Portrait retouching. Everybody does it. In many cases is common knowledge, in fact it’s expected – “of course it’s photoshopped”. From the now famous Dove commercial to the ridiculous Ralph Lauren ad, portrait retouching is a very sensitive area yet part of everyday life.
Ethics? What ethics?
Without trying to justify the abuses of retouching, it does has its uses. Acne for example is something transitory, I’ve had models with a few spots now and a perfect skin a week later – what should have I done, postpone the shoot? Ask her to put a thicker layer of makeup? (have you seen how much makeup is used in film/tv?) Moreover, the camera and studio lights are unforgiving. Stuff you’ll never notice in real life, like small wrinkles, shine and so on, become painfully obvious at when captured in full 25 Mp resolution. And even before Photoshop, people were using makeup and airbrushing and favourable angles to get the most flattering look.
The moral dilemma is, obviously, where to draw the line?
Portrait Professional 9 from Anthropics is definitely not going to make the previous question any simpler because, if anything, it pushes the boundaries further, allowing one to enhance portraits so easily it’s almost ridiculous.
How it works
At a glance, it’s a stand-alone program (not a Photoshop plugin) that does face sculpting, eye recoloring, skin repair, hair repair, teeth whitening and more. What’s really cool about it is that it creates some sort of a 3D model of the face, so after you set the control points, most adjustments are fully automatic.
You start by loading a picture and choosing the gender. You then click to indicate the corners of the eyes, the tip of the nose and the mouth. After that the program will build something like a wireframe model of the head, which you can fine-tune. I found that this is the most important stage; misplacing control points can lead to poor results.
After the model is built, the fun begins. The program has a very simple interface based on sliders.

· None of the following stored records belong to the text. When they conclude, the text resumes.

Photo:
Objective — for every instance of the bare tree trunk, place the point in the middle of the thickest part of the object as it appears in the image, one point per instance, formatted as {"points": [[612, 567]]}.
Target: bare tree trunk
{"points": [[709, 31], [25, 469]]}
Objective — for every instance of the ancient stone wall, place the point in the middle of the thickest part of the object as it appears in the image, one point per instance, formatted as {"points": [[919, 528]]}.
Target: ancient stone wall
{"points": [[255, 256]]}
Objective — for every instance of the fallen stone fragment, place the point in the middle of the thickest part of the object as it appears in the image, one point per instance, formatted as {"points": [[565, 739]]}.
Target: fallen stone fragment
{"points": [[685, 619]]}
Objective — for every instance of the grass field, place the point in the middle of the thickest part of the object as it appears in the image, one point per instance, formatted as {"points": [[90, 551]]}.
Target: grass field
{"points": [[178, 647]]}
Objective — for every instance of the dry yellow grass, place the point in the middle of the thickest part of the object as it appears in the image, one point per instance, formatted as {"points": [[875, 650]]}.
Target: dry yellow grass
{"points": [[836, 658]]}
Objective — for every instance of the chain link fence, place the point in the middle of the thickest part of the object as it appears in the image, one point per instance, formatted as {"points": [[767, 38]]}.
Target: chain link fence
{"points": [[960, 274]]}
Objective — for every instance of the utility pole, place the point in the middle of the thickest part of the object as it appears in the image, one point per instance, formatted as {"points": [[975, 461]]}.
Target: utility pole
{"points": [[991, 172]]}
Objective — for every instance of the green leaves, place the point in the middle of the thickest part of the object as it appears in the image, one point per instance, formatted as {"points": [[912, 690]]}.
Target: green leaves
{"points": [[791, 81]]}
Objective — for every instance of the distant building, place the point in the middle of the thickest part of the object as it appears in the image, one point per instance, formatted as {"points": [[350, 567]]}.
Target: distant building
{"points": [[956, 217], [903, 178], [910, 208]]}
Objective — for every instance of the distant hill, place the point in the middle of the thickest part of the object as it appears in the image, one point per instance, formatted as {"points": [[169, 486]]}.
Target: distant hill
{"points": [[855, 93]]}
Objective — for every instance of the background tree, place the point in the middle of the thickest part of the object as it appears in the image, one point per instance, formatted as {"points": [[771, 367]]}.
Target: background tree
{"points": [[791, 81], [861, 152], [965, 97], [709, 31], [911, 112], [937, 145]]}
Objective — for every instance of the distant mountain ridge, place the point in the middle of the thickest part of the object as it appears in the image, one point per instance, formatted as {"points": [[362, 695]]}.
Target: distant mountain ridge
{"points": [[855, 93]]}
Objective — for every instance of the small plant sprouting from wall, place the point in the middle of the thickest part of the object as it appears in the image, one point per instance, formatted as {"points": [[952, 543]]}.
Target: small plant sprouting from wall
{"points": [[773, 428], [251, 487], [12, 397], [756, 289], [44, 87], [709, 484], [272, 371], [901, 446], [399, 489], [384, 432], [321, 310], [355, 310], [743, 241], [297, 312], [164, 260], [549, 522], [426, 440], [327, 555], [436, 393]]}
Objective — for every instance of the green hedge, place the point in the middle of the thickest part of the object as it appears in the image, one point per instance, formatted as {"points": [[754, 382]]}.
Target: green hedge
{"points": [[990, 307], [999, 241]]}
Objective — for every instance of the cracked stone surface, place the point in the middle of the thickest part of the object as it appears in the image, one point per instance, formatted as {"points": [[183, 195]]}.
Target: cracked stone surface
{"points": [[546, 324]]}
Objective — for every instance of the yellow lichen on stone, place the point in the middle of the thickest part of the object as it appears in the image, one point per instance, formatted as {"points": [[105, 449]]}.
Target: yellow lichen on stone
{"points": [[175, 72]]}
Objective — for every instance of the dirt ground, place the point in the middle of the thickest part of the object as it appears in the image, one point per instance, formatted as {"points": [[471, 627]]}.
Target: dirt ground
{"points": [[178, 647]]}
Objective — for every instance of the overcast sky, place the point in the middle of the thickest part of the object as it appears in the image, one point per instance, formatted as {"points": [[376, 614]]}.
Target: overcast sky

The main slider areas are:
- Face sculpt (head, jaw, nose, neck, eyes, mouth);
- Skin controls (spots, wrinkles, shadows, hue, shine, texture);
- Eyes (whiten &brighten, sharpen, eye color, darken pupil, remove reflections);
- Mouth (whiten & brighten teeth, lip saturation and colour);
- Hair (shine, tidy, vibrance);
- Skin lighting (shadows, relight, contrast, highlights).

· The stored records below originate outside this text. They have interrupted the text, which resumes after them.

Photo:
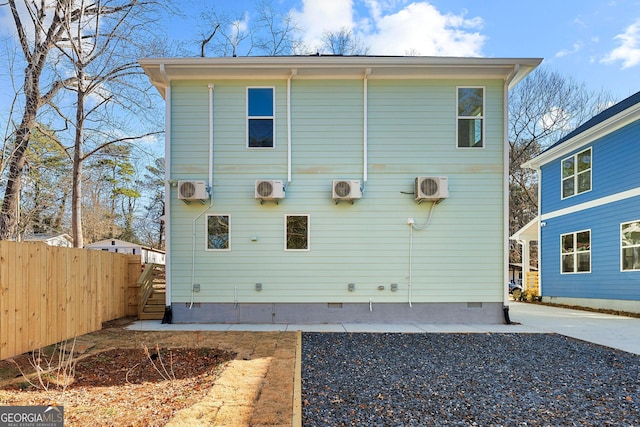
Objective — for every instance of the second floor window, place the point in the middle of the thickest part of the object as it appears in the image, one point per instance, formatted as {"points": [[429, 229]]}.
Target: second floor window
{"points": [[576, 174], [470, 117], [218, 232], [297, 232], [260, 117], [630, 246], [576, 252]]}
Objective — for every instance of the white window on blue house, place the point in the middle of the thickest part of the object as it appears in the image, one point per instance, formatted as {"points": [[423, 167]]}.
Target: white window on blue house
{"points": [[576, 174], [260, 117], [630, 246], [576, 252], [296, 232], [470, 132], [218, 232]]}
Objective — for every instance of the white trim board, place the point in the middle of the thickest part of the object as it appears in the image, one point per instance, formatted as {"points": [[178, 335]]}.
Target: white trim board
{"points": [[635, 192]]}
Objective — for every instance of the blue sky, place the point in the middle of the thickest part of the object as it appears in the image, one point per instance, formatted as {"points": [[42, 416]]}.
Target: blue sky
{"points": [[593, 41]]}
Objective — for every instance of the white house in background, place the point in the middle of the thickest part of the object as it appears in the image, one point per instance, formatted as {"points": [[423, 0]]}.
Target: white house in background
{"points": [[147, 254], [62, 239]]}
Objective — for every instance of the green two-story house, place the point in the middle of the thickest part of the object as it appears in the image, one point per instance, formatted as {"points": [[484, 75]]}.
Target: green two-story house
{"points": [[321, 189]]}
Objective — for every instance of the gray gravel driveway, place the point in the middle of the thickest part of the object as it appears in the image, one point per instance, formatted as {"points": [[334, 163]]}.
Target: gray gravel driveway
{"points": [[485, 379]]}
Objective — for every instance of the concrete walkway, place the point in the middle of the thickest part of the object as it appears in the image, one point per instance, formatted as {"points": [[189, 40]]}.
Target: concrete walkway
{"points": [[618, 332]]}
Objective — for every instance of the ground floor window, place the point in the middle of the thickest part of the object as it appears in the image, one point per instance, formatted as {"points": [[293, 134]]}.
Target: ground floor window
{"points": [[576, 252], [296, 232], [630, 246], [218, 232]]}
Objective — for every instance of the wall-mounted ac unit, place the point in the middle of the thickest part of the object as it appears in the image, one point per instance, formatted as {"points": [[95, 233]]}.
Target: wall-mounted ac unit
{"points": [[431, 188], [192, 190], [345, 190], [269, 190]]}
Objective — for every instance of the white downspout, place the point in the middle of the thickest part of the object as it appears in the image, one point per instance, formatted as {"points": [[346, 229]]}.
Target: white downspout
{"points": [[540, 225], [167, 184], [365, 134], [293, 73], [505, 190], [211, 86]]}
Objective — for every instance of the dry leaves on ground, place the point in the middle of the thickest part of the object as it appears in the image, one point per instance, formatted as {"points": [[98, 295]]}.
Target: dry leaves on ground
{"points": [[125, 386]]}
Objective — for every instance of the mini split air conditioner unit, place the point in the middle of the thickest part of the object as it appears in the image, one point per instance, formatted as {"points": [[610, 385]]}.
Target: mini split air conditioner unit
{"points": [[269, 190], [192, 190], [431, 188], [345, 190]]}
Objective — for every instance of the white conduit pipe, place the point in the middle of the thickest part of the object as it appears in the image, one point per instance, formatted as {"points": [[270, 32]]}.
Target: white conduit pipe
{"points": [[365, 132], [167, 185], [293, 73], [410, 262], [193, 224]]}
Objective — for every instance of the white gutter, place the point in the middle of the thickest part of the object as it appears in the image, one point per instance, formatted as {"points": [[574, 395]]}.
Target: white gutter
{"points": [[211, 87], [293, 73], [505, 192], [167, 184], [365, 134]]}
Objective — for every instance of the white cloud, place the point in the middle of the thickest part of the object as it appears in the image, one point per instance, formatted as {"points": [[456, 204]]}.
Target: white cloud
{"points": [[575, 49], [421, 28], [393, 27], [629, 50], [318, 17]]}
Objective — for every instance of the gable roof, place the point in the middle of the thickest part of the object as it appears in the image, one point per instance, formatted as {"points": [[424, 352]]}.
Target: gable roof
{"points": [[162, 70], [609, 120]]}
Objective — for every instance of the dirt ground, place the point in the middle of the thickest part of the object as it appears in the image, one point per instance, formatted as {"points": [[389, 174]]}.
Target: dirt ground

Overall, there are enough sliders to keep you happy for hours.
There are some mask-painting features to restrict the skin and hair areas. The skin controls even feature a Texture selection that allows you to retexture the skin so it doesn’t appear unnaturally smooth. The Skin lighting controls seemed the least useful, at least for me, but I think it can help in bad lighting situations.
Enough theory, let’s see it in action
Scenario 1 – spots
This is an all-time favorite. So ephemeral yet so low-esteem-inducing, they appear exactly when you want them the least – like before a photo session.

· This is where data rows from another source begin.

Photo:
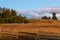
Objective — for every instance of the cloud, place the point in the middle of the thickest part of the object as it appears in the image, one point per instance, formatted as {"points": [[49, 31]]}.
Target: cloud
{"points": [[22, 11], [47, 10]]}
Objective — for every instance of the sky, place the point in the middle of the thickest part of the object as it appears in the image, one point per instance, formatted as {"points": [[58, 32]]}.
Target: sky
{"points": [[31, 8]]}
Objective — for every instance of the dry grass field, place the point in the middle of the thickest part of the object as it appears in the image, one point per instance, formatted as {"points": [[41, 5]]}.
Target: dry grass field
{"points": [[51, 29]]}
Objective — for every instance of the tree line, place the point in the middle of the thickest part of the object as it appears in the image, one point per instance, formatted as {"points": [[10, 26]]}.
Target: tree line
{"points": [[10, 16]]}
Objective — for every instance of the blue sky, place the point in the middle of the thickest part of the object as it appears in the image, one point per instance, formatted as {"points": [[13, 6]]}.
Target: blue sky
{"points": [[29, 5]]}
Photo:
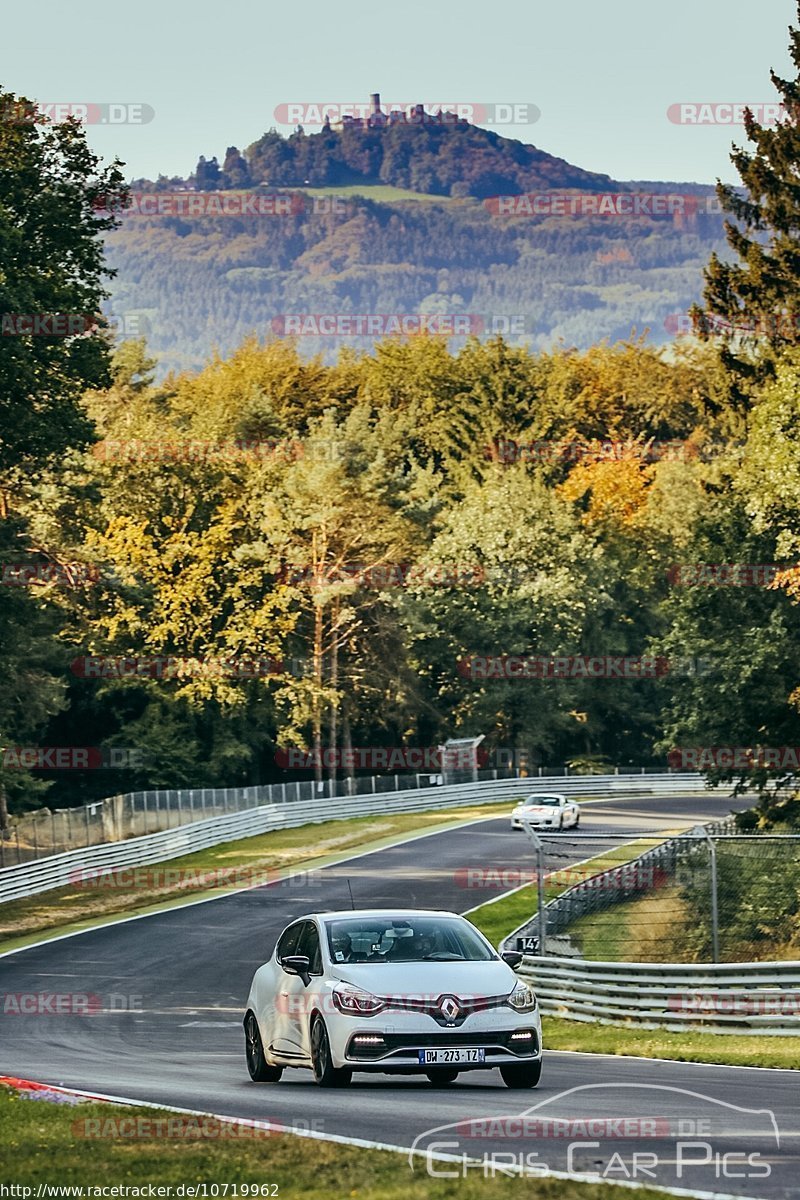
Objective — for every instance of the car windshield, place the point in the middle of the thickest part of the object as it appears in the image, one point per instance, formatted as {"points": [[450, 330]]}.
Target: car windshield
{"points": [[404, 940]]}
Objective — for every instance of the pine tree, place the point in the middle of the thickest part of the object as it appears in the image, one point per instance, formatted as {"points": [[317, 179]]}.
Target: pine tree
{"points": [[755, 304]]}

In the original, the acne was visible even with the makeup. The image on right is the result of automatic processing in Portrait Professional. Perfect skin yet not plastic-like.
Scenario 2 – Skin shine, teeth and eyes
Here I had a beautiful model with a different – it was very hot and the lighting was pretty crappy (indoors, available light – tungsten – yuk!).
Sweat on makeup is always an issue, but Portrait Professional managed to clean it nicely. Also note some subtle teeth whitening (not really needed). Just for kicks, I made the eyes wider and changed their color.
Scenario 3 – Playing God with Face Sculpting
This is THE feature that sets Portrait Professional apart from competition. In short, it uses some internal algorithms to determine the facial structure and “push” them towards an ideal. Obviously, not everyone is going to like it. I tried some face sculpting on a photo of my wife and she hated it; others have loved the results.
This is understandable because, as the program tries to alter the photo to perfection, it also destroys one’s uniqueness (as an example, look at a beauty pageant – the contestants tend to look all the same) and I mean it when I say “perfection is boring“.
There’s something disturbingly fascinating in reshaping someone’s body to fit an idealized fantasy. Perhaps Photoshop (and plastic surgery) has made us all into little Frankensteins or Doctors Moreau, always trying to undo God’s / Nature’s work. But I digress.
It took me a while to realize it, but the makers of Portrait Professional want it to be seen as an alternative to Photoshop (one of the reasons it’s a standalone app and not a plugin) and at $69 it’s quite tempting. It can definitely turn a few hours of retouching into a 10 minute play time and if used sparingly it can do wonders.